There are no cars; just a few small tractors to transport goods and people. The village is built on soft sand, with paved footpaths (with street names recalling local history and celebrated local fishermen) leading between houses, to the harbour, the shops, post office, library, the little school and the community hall. Very little grows here, but outside many of the small white-washed houses, in plots protected by fishing nets from the multitude of large and free-roaming island dogs, the villagers grow vegetables and fruits in the unforgiving sand. Brassicas are ubiquitous, and there’s the occasional sad-looking tomato plant. Lime trees are scattered around the village and we found a pomegranate tree growing outside one house (it’s safe from me…pomegranate is the one fruit I dislike). None of the plants or trees looked particularly fertile – indeed they looked like a lot of effort for very little return.

A typical vegetable patch

A typical vegetable patch

The island relies on fishing and tourism. Indeed, it was fishermen from the mainland who first settled the island in the 19th Century, attracted by its rich marine life, and eventually building homes and founding a community. These days the island men fish for sea bass and sea bream and cultivate mussels, and if the activity around the harbour is anything to go by, fishing is thriving. The island’s women gather clams from the beaches at low water, and we met clam-pickers carrying buckets and baskets and nets heavy with clams at each low tide. I was thrilled to see two octopuses hanging out to dry on the clothes line of one home!

DSCI4610

You thought I was joking, didn't you!

You thought I was joking, didn’t you!

The island also takes advantage of the many day-tripping tourists who arrive by ferry. There are a surprising number of cafes and bars, some of which appear to be people’s homes, converted for the long summer into hostelries. Service is simple and informal – uncapping a bottle of cold beer pulled from the fridge is the extent of it!

On 19th July 1987, the village en masse refused to participate in the national elections. They were protesting against the lack of assistance they received from the Portuguese government, feeling they were being forgotten and left behind.
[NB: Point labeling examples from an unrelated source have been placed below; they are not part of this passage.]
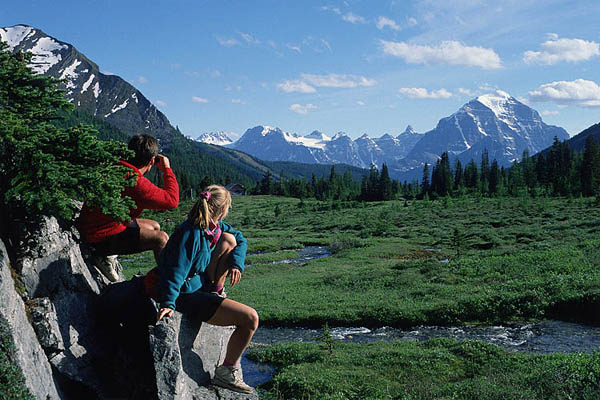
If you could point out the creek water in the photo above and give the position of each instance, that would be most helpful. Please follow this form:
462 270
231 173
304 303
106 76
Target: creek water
540 337
304 255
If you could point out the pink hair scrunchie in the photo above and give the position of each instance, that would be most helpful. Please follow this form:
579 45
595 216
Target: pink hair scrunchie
205 195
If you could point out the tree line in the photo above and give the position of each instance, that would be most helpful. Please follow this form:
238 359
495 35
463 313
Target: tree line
559 171
376 186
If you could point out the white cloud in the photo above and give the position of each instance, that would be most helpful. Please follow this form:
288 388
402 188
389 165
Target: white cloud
486 87
249 38
294 47
303 110
466 92
422 93
548 112
580 92
227 42
309 82
448 52
353 18
335 10
318 45
295 86
383 22
338 80
557 50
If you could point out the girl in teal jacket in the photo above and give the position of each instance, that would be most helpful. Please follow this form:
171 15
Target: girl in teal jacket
200 255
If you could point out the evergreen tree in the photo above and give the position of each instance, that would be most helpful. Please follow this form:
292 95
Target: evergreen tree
590 168
471 175
385 184
495 178
485 171
459 178
425 180
44 167
266 184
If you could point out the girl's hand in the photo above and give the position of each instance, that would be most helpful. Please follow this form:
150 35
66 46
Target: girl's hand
164 312
236 276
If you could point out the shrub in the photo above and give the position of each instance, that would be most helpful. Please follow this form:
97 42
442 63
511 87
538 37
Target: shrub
43 167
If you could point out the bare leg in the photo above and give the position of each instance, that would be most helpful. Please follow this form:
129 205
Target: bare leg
218 267
148 224
244 318
152 239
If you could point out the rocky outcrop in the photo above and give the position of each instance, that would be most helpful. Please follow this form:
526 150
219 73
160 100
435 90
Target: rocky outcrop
185 360
78 336
29 354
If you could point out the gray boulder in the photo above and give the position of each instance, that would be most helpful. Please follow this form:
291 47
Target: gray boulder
93 337
185 355
29 354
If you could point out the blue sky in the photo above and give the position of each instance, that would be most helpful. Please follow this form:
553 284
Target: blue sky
354 66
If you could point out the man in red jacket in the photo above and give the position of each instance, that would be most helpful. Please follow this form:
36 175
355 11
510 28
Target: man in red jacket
109 237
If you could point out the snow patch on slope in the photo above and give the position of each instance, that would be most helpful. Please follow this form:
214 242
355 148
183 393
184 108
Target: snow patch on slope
15 35
87 83
44 57
117 108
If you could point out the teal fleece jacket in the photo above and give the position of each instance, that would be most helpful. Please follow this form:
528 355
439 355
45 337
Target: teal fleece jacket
184 259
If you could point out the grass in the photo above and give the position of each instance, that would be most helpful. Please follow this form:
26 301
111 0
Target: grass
508 259
435 369
505 260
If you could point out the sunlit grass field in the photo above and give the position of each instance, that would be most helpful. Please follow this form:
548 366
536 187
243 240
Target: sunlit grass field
403 264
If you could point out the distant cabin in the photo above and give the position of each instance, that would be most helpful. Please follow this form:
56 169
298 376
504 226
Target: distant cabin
236 189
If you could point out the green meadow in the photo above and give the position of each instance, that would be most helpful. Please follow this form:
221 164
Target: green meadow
404 264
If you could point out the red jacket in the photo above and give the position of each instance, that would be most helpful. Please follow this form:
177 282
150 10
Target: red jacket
95 226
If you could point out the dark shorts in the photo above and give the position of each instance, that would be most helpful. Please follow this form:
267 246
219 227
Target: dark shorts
199 305
126 242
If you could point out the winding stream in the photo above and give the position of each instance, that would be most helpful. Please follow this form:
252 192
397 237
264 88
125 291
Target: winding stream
541 337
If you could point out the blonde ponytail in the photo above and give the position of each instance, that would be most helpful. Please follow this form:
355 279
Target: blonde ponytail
212 203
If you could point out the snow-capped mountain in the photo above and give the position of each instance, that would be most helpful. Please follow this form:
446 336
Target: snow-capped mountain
104 95
219 138
273 144
495 122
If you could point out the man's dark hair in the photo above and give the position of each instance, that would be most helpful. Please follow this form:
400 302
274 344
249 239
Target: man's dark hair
145 148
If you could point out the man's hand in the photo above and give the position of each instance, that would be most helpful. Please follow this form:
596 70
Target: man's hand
161 162
235 275
165 311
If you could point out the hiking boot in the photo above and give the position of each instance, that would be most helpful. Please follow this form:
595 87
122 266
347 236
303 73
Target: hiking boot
231 378
109 266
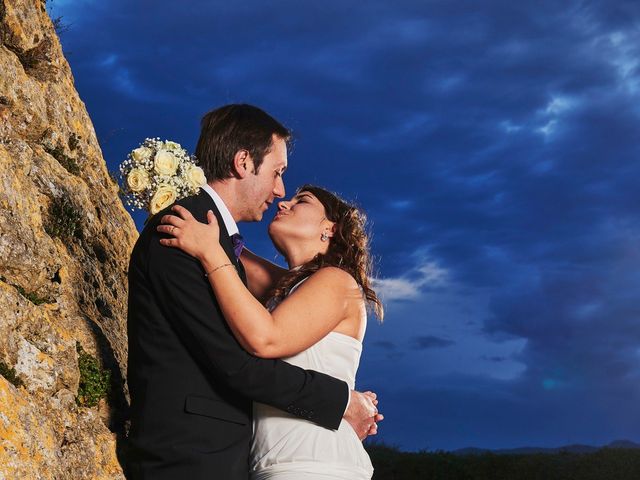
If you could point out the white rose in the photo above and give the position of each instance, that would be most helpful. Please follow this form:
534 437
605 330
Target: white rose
166 163
138 180
140 154
164 196
195 177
Their protest caught the government’s attention and since then the islanders have seen many improvements to their lives – the island got electricity in 1993, a health centre in 2006, water supply and sanitation in 2009, and a scheduled ferry service to Faro in 2010.

A typical 'street' in the village

A typical ‘street’ in the village

The island is a nature reserve, so no further development is allowed to take place. As a result, the newest houses look at least 30 or 40 years old, with only a few community buildings, such as the school, dating from more recently.

We arrived onshore late in the afternoon of our first day here. We quickly surveyed the village and then walked across the island to the expansive beach on the south side, where the Atlantic rolls in and crashes on the shore in waves just the perfect size for the children to play in. Since then, we have visited the beach every day, where the swimming is excellent!

Fun on the beach

Fun on the beach

In an effort to protect the delicate sand dunes and salt marshes from the constant train of visitors each day, a raised walk-way runs from the village to the beach.

Back in the village, Lily and Katie played with some local children at the playground, while Julian and I sat and drank a beer at a nearby bar. Large dogs roamed freely, in and out of the playground, ignoring the children, minding their own business.

I long to see the island in winter, when the tourists have departed. I suggested to Lily that she and Katie go to school here, and we could live in one of these tiny houses, pick clams and send Julian out bass fishing! My little fantasy!